I read on a book that in general k-NN (no optimizations), given
- $d$ dimensions
- $n$ examples
every computation of distance is $O(d)$. Since every example has to be compared with all the other ones, the complexity is $O(dn^2)$
I am doing 1-Nearest-Neighbors with Dynamic Time Warping as distance "metric".
The complexity to my calculations, was, given:
- $d$ dimensions
- $n$ examples
- $m$ instances of feature for each example
- (bonus) $c$ classes
$O(m^2)$ complexity of a single comparison of DTW algorithm
$O(d\,n^2)$ complexity of general k-NN
Thus in a single training/test, the complexity for all the computation is:
$O(d\,n^2\,m^2)$
If I have $c$ classes, and $c$ classifiers, one for each class, with each having custom features, the overall complexity is
$O(c\,d\,n^2\,m^2)$
Is this correct? Or I'm missing something?
EDIT: An example contains temporal data which gives out another dimension. You can imagine an example as a matrix where $d$ is the number of features (columns), and $m$ the number of instances of features (rows).

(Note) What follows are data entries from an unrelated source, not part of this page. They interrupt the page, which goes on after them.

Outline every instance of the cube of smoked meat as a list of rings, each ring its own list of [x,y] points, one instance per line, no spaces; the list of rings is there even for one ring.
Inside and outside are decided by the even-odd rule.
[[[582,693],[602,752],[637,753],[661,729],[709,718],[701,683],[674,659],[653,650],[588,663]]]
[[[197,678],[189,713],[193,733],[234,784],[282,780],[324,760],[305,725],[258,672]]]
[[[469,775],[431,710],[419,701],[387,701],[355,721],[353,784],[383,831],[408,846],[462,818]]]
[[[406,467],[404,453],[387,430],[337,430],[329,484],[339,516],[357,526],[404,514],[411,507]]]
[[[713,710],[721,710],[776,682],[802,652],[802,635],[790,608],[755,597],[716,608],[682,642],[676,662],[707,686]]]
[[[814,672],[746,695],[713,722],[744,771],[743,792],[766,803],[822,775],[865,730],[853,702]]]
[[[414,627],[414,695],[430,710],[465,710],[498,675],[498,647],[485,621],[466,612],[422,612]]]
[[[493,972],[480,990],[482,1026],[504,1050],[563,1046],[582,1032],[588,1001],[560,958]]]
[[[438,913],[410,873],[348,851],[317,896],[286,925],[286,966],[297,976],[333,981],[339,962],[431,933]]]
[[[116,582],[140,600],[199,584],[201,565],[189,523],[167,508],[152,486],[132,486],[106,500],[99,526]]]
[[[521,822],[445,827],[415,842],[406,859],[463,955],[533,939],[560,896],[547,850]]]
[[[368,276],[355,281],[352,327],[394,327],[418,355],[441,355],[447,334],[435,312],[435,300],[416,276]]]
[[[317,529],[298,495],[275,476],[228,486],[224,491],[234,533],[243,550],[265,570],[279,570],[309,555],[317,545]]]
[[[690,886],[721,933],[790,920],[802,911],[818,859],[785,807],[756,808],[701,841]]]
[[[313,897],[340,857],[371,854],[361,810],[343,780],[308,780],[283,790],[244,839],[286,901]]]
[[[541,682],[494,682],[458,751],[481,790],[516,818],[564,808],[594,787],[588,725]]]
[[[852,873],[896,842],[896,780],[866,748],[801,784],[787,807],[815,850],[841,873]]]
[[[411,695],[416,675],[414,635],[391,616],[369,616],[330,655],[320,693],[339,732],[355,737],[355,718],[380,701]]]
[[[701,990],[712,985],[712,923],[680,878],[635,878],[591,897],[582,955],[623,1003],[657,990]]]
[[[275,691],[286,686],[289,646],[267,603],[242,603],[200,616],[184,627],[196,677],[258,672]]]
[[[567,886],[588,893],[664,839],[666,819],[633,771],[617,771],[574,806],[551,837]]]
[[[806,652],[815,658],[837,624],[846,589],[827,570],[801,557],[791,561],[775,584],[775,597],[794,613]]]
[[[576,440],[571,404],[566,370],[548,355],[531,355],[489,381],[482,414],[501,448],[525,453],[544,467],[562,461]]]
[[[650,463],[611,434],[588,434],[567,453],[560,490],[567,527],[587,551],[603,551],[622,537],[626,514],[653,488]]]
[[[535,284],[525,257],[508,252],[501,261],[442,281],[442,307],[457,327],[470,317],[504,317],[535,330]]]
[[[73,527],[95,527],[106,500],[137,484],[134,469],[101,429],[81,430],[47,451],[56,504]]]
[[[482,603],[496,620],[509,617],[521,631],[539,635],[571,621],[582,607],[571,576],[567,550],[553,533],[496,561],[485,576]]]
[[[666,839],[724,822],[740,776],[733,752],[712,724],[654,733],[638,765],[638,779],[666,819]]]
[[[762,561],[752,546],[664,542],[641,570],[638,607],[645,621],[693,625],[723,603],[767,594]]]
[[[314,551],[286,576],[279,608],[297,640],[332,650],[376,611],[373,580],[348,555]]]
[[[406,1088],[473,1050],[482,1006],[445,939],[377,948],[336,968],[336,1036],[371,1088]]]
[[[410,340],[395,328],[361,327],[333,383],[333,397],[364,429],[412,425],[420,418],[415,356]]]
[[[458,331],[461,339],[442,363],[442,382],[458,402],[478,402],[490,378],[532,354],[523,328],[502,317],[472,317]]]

So I can have a table like this
<$m$> | $f_1$ | $f_2$ | $f_3$ | ...
$m_1$ | $a$ | $b$ | $c$ | ...
$m_2$ | $a'$ | $b'$ | $c'$ | ...
When I compare for a single feature two examples, the DTW distance is a scalar value for each feature, so the comparison becomes
$dist_1$ | $dist_2$ | $dist_3$ | ...
with $dist_i$ scalar $\forall i$ and $|\{dist_i | \forall i\}| = d$
The time complexity to calculate each $dist_i$ is $O(m^2)$ (DTW algorithm has quadratic complexity, or $m\cdot m'$ if different number of lengths).